The catch, because there is always a catch

fMRI is noisy, expensive, and indirect. It measures blood-oxygen changes, not neurons yelling in real time. Sample sizes in this kind of work can also be limited, and cross-subject alignment is hard because everybody’s cortex folds like a fitted sheet designed by a sadist.

Also, better benchmark performance does not automatically mean better intelligence. AI researchers love benchmarks the way raccoons love shiny garbage. Useful, yes. The whole story, no.

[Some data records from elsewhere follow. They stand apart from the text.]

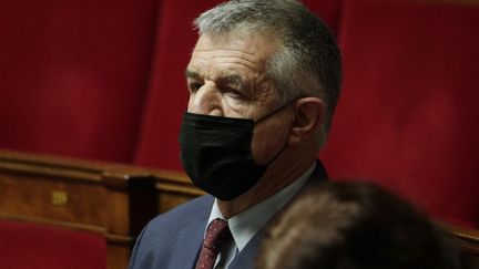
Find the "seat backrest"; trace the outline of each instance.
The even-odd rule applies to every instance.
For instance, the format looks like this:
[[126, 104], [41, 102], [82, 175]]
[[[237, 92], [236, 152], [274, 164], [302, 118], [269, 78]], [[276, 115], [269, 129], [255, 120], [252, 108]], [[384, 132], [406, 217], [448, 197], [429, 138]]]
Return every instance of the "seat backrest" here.
[[101, 236], [0, 220], [0, 268], [106, 269]]
[[156, 1], [6, 1], [0, 147], [130, 162]]
[[[194, 4], [161, 1], [155, 55], [145, 103], [135, 164], [182, 170], [177, 135], [186, 111], [188, 93], [184, 71], [197, 39], [192, 22], [201, 12], [223, 0], [201, 0]], [[337, 27], [340, 0], [308, 0], [305, 4]]]
[[346, 1], [343, 93], [320, 157], [447, 223], [479, 227], [479, 8]]

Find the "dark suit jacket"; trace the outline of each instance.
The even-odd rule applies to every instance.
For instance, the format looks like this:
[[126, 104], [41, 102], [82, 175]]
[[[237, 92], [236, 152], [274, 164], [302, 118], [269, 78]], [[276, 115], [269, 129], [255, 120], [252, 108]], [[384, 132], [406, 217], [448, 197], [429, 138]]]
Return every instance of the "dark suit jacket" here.
[[[306, 186], [327, 178], [318, 161]], [[214, 197], [201, 196], [151, 220], [136, 240], [130, 269], [192, 269], [200, 254]], [[254, 267], [263, 230], [240, 251], [228, 269]]]

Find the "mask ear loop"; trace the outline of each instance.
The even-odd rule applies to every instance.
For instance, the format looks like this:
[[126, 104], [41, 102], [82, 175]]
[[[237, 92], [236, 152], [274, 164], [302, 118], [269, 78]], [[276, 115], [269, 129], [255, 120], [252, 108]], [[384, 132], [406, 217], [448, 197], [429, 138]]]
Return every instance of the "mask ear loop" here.
[[299, 99], [302, 99], [302, 97], [294, 99], [294, 100], [287, 102], [286, 104], [284, 104], [284, 105], [277, 107], [277, 108], [274, 110], [273, 112], [269, 112], [268, 114], [262, 116], [259, 120], [255, 121], [254, 124], [256, 125], [256, 124], [263, 122], [264, 120], [268, 118], [269, 116], [273, 116], [274, 114], [276, 114], [276, 113], [278, 113], [279, 111], [284, 110], [286, 106], [289, 106], [289, 105], [293, 104], [294, 102], [298, 101]]
[[[267, 118], [267, 117], [269, 117], [269, 116], [276, 114], [277, 112], [279, 112], [279, 111], [282, 111], [283, 108], [285, 108], [286, 106], [289, 106], [289, 105], [293, 104], [294, 102], [298, 101], [299, 99], [302, 99], [302, 97], [297, 97], [297, 99], [294, 99], [294, 100], [287, 102], [286, 104], [279, 106], [278, 108], [274, 110], [273, 112], [271, 112], [271, 113], [266, 114], [265, 116], [263, 116], [262, 118], [257, 120], [254, 124], [256, 125], [257, 123], [262, 122], [263, 120], [265, 120], [265, 118]], [[286, 149], [286, 147], [287, 147], [287, 142], [285, 142], [283, 148], [282, 148], [282, 149], [281, 149], [281, 151], [279, 151], [279, 152], [278, 152], [278, 153], [277, 153], [277, 154], [276, 154], [272, 159], [269, 159], [269, 161], [268, 161], [266, 164], [264, 164], [264, 165], [265, 165], [265, 166], [268, 166], [269, 164], [272, 164], [273, 162], [275, 162], [276, 158], [278, 158], [279, 155], [283, 154], [283, 152]]]

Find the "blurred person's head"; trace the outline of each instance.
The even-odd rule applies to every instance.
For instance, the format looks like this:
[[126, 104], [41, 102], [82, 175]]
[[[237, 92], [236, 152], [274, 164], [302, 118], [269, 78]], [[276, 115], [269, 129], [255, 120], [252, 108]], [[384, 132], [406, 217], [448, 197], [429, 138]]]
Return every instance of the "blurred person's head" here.
[[459, 268], [451, 240], [384, 188], [336, 182], [304, 193], [272, 223], [256, 268]]

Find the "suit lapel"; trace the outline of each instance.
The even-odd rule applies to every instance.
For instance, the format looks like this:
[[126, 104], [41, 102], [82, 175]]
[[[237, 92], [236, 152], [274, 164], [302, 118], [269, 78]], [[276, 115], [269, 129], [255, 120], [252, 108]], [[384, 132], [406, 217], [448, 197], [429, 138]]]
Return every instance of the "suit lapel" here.
[[[211, 204], [208, 204], [211, 205]], [[205, 207], [208, 207], [205, 205]], [[211, 207], [211, 206], [210, 206]], [[207, 210], [210, 213], [210, 210]], [[200, 214], [200, 213], [191, 213]], [[177, 241], [171, 257], [170, 269], [190, 269], [195, 267], [200, 254], [208, 214], [202, 214], [200, 221], [188, 221], [179, 231]]]
[[262, 238], [263, 229], [259, 230], [259, 232], [249, 240], [245, 248], [236, 255], [228, 269], [254, 268], [255, 258], [258, 252]]

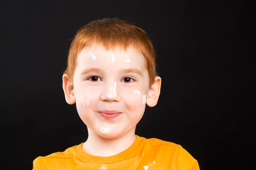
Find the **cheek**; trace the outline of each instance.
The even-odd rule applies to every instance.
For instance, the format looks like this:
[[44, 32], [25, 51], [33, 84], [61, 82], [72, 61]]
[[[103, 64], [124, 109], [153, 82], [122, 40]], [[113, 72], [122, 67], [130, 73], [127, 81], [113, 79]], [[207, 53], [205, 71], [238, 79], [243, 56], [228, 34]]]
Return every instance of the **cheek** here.
[[93, 103], [93, 96], [90, 92], [91, 91], [83, 90], [82, 93], [79, 93], [76, 97], [76, 104], [78, 111], [83, 110], [90, 107]]
[[127, 97], [127, 103], [134, 108], [140, 108], [145, 109], [146, 95], [144, 94], [139, 90], [135, 90], [131, 93], [128, 93]]

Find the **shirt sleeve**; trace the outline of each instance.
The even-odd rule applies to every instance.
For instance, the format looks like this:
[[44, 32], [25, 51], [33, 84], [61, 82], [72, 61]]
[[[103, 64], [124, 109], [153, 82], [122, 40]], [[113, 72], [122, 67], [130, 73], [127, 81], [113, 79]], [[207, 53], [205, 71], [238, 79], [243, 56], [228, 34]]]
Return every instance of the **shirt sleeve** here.
[[198, 161], [183, 148], [180, 148], [176, 161], [177, 170], [200, 170]]

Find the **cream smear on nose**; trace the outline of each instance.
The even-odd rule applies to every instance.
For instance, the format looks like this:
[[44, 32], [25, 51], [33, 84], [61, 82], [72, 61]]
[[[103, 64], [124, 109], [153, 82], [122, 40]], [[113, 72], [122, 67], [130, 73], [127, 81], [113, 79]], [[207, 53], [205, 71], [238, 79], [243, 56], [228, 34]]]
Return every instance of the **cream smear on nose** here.
[[113, 99], [117, 97], [117, 91], [116, 88], [117, 88], [117, 82], [114, 82], [114, 86], [113, 87], [109, 87], [106, 91], [106, 95], [109, 99]]

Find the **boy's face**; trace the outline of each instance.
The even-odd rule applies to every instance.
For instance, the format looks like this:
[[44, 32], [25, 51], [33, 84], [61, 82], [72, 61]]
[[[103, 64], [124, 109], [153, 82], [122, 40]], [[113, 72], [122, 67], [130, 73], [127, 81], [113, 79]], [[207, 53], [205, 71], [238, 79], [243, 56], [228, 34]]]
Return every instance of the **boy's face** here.
[[83, 50], [77, 62], [70, 93], [88, 128], [107, 138], [134, 134], [150, 93], [144, 57], [131, 47], [97, 46]]

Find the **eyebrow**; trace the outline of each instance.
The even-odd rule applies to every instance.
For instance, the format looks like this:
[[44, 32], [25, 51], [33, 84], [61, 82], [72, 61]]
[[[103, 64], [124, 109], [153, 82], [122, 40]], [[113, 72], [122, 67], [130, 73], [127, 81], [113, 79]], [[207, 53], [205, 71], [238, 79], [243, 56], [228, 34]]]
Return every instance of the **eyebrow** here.
[[[102, 71], [101, 69], [97, 68], [85, 68], [82, 72], [81, 74], [88, 74], [89, 73], [92, 72], [99, 72], [99, 71]], [[141, 72], [137, 69], [136, 68], [131, 68], [131, 69], [124, 69], [122, 71], [123, 71], [125, 73], [137, 73], [141, 76], [142, 76], [142, 73]]]
[[141, 76], [142, 76], [142, 73], [141, 72], [137, 69], [136, 68], [132, 68], [132, 69], [127, 69], [124, 70], [124, 72], [125, 73], [135, 73], [137, 74], [140, 75]]
[[82, 72], [81, 74], [83, 75], [85, 74], [88, 74], [89, 73], [92, 72], [93, 71], [100, 71], [101, 69], [99, 68], [85, 68]]

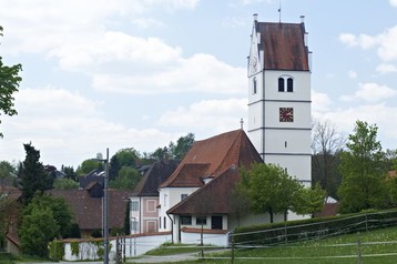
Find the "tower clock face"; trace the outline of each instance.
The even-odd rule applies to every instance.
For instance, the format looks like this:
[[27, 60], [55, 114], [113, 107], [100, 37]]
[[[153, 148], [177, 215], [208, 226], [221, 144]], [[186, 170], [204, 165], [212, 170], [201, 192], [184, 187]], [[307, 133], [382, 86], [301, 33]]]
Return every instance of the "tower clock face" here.
[[279, 108], [279, 122], [294, 122], [294, 109]]

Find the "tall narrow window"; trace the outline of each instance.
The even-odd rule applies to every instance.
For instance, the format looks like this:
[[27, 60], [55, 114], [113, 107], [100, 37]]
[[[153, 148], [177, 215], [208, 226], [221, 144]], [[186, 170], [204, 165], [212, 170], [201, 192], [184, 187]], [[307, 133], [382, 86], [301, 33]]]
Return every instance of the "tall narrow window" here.
[[292, 78], [287, 79], [287, 92], [294, 91], [294, 80]]
[[252, 83], [252, 93], [253, 94], [256, 93], [256, 78], [254, 78], [253, 83]]
[[278, 78], [278, 92], [284, 92], [284, 78]]

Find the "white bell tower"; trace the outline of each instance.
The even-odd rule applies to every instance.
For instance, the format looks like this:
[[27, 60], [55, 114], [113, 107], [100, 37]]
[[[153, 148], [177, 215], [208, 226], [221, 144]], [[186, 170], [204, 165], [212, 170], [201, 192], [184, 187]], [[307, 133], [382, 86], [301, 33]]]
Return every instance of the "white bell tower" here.
[[312, 182], [311, 57], [301, 23], [258, 22], [248, 57], [248, 136], [265, 163]]

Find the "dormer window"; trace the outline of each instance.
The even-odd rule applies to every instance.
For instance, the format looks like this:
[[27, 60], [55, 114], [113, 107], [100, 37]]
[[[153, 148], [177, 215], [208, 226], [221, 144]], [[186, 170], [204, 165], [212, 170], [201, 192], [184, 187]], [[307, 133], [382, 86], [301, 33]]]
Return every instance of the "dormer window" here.
[[252, 89], [253, 89], [252, 93], [255, 94], [256, 93], [256, 78], [254, 78], [254, 80], [253, 80]]
[[[285, 87], [287, 87], [286, 91]], [[294, 92], [294, 79], [292, 77], [278, 78], [278, 92]]]
[[287, 92], [294, 91], [294, 80], [292, 78], [287, 79]]
[[284, 92], [284, 78], [278, 78], [278, 92]]

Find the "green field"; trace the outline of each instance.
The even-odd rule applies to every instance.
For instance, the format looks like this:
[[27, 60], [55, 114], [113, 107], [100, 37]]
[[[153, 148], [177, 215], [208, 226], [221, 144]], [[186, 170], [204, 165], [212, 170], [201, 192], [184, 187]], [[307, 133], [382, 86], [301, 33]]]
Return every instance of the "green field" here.
[[[359, 235], [359, 241], [362, 263], [397, 263], [397, 226], [364, 232]], [[166, 248], [161, 252], [162, 255], [166, 254]], [[172, 252], [175, 254], [174, 248]], [[358, 234], [348, 234], [266, 248], [236, 248], [234, 263], [347, 264], [357, 263], [357, 255]], [[231, 263], [231, 252], [205, 254], [205, 257], [206, 260], [184, 263]]]

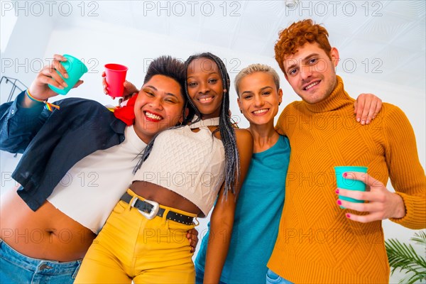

Still, BRACTIVE lands in a lively moment for neuroAI - a field trying to get brains and machines to stop talking past each other and maybe trade blueprints for once.

References

Nguyen X-B, Jang H, Li X, Khan SU, Sinha P, Luu K. BRACTIVE: A Brain Activation Approach to Human Visual Brain Learning. IEEE Trans Pattern Anal Mach Intell. 2025. doi: 10.1109/TPAMI.2025.3612582

Kriegeskorte N, Douglas PK. Cognitive computational neuroscience. Nat Rev Neurosci. 2018;19(11):693-706. doi: 10.1038/s41583-018-0110-3

Cichy RM, Kaiser D. Deep neural networks as scientific models. Trends Cogn Sci. 2019;23(4):305-317. doi: 10.1016/j.tics.2019.01.009

Schrimpf M, Kubilius J, Lee MJ, et al. Brain-Score: Which artificial neural network for object recognition is most brain-like? Neuron. 2020;107(3):495-510.e10. doi: 10.1016/j.neuron.2020.07.012

Bonner MF, Chung S, Saxe A. Bridging the gap between AI and neuroscience. Trends Cogn Sci. 2021;25(10):928-941. doi: 10.1016/j.tics.2021.07.005

Disclaimer: The image accompanying this article is for illustrative purposes only and does not depict actual experimental results, data, or biological mechanisms.